Note clinique : Une fausse P pulmonaire (pseudo-P pulmonaire) peut être observée en cas d’hypokaliémie, de tachycardie sinusale ou simplement en raison d’une position verticale du cœur.

P mitrale : hypertrophie de l’oreillette gauche (HAG)

L’anomalie de l’oreillette gauche (HAG) est souvent liée à une surcharge de pression ou de volume, ou à un trouble de la conduction intra-auriculaire (bloc inter-atrial).

Critères diagnostiques de l’HAG :

  • Dérivations des membres (I, II, aVL) : Onde P élargie avec une durée > 0,12 seconde (120 ms). Elle présente souvent un aspect en « M » (bifide) avec deux bosses séparées par plus de 0,04 s. La seconde bosse correspond au retard d’activation de l’OG hypertrophiée.
  • Dérivation V1 (Indice de Morris) : C’est souvent le signe le plus sensible. On observe une onde P biphasique avec une composante terminale négative profonde et large. Critère de positivité : force terminale négative > 0,04 mm·s (soit une aire de 1 petit carreau de large sur 1 petit carreau de profondeur).

Étiologies principales :
Le terme « P mitrale » fait référence à la sténose mitrale, cause historique classique. Aujourd’hui, les causes les plus fréquentes sont :
– L’hypertension artérielle systémique (retentissement diastolique).
– L’insuffisance mitrale.
– La cardiomyopathie hypertrophique ou dilatée.
– La sténose aortique (par répercussion en amont du VG).

Anomalie bi-auriculaire (ou élargissement bi-auriculaire)

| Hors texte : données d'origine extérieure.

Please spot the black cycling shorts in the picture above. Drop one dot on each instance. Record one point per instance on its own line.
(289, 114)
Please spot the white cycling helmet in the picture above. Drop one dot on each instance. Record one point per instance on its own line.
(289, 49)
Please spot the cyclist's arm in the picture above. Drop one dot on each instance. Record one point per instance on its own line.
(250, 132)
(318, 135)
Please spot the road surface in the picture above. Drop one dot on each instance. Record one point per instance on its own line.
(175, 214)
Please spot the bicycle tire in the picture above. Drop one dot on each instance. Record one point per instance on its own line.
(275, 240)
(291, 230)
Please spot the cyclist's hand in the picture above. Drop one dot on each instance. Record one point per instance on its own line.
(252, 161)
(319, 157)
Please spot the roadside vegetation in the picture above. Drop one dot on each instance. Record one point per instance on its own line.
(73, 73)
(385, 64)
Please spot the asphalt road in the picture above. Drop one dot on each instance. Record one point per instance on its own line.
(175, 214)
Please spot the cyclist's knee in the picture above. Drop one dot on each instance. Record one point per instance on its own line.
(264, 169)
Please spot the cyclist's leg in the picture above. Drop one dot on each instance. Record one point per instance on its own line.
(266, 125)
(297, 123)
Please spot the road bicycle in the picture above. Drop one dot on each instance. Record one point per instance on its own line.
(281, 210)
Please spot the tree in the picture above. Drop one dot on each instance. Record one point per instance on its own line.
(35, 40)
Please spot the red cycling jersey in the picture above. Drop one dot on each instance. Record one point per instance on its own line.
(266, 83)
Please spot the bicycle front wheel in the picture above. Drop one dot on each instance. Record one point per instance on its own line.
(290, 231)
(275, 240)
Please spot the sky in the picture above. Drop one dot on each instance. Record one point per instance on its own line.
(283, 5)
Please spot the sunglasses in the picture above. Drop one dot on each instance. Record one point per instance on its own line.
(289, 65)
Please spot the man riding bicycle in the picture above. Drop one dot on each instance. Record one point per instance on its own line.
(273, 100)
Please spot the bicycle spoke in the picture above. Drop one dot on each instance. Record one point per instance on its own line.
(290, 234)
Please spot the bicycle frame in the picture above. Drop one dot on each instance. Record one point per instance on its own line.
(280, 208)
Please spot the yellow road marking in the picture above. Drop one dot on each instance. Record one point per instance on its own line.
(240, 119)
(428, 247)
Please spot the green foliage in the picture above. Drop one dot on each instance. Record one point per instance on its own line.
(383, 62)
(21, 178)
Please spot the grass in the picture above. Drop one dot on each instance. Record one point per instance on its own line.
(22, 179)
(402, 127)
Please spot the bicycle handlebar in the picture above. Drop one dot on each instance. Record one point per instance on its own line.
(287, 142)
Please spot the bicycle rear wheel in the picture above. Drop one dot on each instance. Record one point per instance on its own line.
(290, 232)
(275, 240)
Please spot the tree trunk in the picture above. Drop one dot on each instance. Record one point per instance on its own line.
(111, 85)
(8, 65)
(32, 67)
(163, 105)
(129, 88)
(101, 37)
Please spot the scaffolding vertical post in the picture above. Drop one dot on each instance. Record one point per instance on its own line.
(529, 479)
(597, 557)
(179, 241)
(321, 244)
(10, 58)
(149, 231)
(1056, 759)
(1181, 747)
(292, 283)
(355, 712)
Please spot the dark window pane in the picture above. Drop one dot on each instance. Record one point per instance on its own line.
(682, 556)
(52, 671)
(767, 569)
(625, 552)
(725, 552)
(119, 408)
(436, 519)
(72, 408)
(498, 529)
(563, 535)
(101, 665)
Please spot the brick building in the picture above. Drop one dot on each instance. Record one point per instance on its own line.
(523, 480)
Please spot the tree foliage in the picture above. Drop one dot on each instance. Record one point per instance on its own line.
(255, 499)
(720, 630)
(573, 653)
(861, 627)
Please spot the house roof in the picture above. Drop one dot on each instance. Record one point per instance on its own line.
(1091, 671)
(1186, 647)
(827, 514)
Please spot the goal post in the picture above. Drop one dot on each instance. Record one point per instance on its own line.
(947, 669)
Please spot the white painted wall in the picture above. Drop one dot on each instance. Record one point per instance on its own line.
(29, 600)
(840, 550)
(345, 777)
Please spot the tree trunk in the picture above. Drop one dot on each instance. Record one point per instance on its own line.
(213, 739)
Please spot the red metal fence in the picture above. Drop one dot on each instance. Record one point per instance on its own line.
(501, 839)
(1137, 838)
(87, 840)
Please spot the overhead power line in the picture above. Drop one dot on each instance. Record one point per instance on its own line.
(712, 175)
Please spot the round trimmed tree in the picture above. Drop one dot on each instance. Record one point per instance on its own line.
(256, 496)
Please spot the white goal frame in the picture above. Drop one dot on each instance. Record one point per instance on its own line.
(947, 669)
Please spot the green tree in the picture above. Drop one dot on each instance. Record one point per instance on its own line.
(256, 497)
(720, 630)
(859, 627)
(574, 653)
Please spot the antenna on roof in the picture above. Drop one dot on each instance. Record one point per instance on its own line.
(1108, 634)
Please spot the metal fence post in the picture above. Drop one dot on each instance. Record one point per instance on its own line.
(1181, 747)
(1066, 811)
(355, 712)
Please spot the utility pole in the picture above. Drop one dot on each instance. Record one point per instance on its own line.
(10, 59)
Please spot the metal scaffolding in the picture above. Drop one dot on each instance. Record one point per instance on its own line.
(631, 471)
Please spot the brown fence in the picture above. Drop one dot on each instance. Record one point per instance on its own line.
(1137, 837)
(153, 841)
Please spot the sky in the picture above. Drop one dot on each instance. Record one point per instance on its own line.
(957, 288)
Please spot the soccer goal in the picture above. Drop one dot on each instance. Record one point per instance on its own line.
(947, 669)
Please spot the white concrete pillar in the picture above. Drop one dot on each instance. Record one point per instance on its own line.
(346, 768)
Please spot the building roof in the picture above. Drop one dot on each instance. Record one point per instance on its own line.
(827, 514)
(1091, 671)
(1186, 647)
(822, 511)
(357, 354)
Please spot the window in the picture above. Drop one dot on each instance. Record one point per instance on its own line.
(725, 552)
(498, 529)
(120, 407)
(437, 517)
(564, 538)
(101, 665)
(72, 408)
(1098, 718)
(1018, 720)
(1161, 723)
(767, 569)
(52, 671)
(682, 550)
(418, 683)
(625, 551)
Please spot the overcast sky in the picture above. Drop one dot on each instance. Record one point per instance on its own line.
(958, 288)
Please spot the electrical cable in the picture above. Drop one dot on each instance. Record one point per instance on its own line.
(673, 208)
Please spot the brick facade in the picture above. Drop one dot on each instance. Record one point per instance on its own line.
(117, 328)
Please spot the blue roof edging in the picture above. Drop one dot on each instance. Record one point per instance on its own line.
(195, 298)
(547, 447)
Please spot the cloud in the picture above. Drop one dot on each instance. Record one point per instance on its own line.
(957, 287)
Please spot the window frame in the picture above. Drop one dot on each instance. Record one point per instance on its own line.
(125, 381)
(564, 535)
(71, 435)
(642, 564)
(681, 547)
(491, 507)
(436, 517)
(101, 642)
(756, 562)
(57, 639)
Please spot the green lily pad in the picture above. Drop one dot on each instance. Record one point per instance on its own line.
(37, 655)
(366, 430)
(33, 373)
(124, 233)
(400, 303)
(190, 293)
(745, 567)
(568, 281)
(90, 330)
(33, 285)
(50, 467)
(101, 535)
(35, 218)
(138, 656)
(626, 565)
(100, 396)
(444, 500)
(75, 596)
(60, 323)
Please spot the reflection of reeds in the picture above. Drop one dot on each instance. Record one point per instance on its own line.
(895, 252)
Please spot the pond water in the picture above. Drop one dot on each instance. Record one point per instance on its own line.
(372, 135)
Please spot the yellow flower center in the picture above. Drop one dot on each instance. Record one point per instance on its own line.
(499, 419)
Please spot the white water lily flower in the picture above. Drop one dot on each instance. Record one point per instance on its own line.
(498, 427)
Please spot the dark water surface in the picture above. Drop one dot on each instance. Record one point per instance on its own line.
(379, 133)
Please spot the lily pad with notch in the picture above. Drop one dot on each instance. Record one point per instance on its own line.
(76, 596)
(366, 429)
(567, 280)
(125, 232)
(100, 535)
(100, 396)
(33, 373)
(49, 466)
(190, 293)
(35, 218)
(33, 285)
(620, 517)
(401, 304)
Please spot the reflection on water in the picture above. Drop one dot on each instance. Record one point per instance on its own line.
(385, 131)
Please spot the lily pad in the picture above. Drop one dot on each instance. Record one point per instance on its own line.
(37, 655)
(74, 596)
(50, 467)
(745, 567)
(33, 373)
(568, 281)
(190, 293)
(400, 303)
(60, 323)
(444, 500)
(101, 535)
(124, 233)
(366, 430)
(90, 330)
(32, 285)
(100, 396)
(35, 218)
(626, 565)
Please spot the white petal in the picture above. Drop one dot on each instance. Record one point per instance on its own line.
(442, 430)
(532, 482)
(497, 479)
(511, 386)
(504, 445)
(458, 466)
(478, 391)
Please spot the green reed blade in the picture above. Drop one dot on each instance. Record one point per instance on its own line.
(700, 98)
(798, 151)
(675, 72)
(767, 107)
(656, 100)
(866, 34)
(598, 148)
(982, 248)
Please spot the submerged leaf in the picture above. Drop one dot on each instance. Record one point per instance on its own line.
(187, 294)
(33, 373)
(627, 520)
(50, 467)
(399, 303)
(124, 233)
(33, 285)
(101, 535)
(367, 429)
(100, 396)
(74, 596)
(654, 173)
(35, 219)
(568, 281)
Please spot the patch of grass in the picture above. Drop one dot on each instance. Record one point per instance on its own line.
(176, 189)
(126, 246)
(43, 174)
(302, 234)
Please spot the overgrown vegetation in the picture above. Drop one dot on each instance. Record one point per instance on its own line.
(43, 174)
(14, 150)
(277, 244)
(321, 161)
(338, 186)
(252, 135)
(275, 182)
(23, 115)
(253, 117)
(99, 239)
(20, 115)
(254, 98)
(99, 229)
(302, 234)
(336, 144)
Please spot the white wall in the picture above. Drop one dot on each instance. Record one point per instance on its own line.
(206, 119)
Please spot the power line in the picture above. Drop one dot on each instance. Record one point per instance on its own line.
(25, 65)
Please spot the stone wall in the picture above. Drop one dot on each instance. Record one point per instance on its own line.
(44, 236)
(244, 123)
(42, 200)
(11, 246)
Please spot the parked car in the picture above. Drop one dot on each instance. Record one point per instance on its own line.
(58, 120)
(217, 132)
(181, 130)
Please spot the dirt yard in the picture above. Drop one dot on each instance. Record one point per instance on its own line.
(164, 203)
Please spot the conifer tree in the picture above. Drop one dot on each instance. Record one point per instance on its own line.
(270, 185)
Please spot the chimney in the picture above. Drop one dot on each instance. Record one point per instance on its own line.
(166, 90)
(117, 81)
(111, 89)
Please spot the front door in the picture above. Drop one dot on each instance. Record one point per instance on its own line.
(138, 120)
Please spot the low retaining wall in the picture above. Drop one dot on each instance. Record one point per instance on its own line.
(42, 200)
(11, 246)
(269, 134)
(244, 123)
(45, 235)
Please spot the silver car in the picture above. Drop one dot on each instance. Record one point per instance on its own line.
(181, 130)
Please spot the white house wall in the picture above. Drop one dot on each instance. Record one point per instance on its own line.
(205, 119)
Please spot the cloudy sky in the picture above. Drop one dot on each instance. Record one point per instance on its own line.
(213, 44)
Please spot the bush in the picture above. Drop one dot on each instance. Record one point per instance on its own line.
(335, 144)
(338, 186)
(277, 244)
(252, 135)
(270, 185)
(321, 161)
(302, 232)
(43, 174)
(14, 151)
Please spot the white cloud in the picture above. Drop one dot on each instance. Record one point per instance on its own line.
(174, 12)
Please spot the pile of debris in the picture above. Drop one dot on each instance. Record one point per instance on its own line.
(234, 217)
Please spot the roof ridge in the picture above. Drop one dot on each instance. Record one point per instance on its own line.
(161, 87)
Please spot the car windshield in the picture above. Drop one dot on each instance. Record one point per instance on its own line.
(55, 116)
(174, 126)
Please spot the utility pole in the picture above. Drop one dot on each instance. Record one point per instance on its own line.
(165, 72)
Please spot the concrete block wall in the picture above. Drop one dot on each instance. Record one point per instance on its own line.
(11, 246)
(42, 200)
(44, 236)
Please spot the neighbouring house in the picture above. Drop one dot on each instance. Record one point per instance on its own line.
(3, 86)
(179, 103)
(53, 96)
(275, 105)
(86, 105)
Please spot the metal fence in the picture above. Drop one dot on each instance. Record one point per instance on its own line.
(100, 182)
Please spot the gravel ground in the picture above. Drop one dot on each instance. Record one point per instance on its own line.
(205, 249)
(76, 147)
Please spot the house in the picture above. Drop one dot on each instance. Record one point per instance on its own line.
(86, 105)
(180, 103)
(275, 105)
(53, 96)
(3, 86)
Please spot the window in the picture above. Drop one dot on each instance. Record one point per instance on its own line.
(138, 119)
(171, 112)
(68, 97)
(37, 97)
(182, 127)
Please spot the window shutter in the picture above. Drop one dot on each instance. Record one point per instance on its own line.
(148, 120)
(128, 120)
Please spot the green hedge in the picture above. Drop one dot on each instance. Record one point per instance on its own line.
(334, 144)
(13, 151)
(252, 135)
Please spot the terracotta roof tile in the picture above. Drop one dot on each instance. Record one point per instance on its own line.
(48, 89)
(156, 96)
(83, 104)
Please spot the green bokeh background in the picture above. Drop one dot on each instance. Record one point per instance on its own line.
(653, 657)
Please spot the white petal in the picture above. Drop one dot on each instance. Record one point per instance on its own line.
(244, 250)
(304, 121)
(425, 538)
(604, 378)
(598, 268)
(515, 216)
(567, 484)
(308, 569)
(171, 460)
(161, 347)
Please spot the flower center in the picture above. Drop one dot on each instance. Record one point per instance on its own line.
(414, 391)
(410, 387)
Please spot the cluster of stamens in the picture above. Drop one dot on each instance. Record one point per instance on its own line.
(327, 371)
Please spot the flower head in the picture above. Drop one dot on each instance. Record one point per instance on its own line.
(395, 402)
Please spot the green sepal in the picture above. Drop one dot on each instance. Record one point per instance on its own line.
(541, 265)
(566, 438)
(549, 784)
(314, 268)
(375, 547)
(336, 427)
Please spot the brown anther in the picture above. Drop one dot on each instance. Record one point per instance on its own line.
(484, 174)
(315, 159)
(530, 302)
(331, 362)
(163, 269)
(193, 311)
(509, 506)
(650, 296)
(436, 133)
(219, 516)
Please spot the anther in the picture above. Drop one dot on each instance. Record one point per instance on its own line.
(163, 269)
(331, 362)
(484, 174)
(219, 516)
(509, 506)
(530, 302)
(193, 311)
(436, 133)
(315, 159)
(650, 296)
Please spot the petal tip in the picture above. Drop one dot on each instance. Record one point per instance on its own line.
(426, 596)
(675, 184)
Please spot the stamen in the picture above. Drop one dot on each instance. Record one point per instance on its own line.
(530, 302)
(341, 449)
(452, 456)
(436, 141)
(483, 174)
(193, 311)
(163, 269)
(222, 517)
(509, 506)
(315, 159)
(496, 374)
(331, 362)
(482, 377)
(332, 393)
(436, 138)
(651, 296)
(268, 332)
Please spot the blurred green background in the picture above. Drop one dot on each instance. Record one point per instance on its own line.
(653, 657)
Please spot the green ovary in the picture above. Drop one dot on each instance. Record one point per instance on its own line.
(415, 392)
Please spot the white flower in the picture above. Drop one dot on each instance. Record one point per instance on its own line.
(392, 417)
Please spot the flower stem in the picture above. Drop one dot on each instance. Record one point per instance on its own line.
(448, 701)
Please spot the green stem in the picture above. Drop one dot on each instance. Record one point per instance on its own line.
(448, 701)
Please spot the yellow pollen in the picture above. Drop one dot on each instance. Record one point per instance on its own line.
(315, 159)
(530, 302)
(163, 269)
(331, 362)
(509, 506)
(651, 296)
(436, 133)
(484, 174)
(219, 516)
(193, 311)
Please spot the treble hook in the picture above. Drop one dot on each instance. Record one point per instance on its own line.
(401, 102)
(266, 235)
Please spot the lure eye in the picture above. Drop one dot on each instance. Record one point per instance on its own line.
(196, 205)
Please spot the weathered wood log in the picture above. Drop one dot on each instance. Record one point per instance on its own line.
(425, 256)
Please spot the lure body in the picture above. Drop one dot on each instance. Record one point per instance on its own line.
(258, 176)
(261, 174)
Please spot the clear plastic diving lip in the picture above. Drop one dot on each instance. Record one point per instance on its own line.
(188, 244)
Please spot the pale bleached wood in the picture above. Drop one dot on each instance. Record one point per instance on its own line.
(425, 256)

L’anomalie bi-auriculaire associe les critères de l’HAD et de l’HAG. Elle se traduit par :
– Une onde P de grande amplitude (> 2,5 mm) dans les dérivations inférieures (composante droite dominante).
– Une durée allongée (> 120 ms) et souvent bifide.
– Une onde P biphasique en V1 avec une composante initiale ample (droite) et une grande déflexion terminale négative (gauche).
Ce tableau s’observe dans les cardiopathies complexes, les valvulopathies multiples ou les cardiomyopathies avancées.

Implications cliniques et pronostiques

La détection d’une anomalie auriculaire à l’ECG n’est pas seulement un signe morphologique, c’est un marqueur pronostique indépendant :

  • Risque d’Arythmie : L’HAG, en particulier, est un précurseur majeur de la fibrillation auriculaire (FA). La dilatation et la fibrose auriculaire créent un substrat arythmogène.
  • Risque d’AVC : L’anomalie auriculaire gauche est associée à un risque accru d’accident vasculaire cérébral ischémique, même en l’absence de FA documentée (cardiomyopathie atriale).
  • Insuffisance Cardiaque : La présence d’une anomalie auriculaire chez un patient hypertendu est souvent le premier signe électrique d’une dysfonction diastolique du ventricule gauche (cœur rigide nécessitant une forte contraction auriculaire).

Devant toute découverte d’une P mitrale ou pulmonaire, une échocardiographie transthoracique est indiquée pour évaluer la structure cardiaque, la fonction valvulaire et les pressions pulmonaires.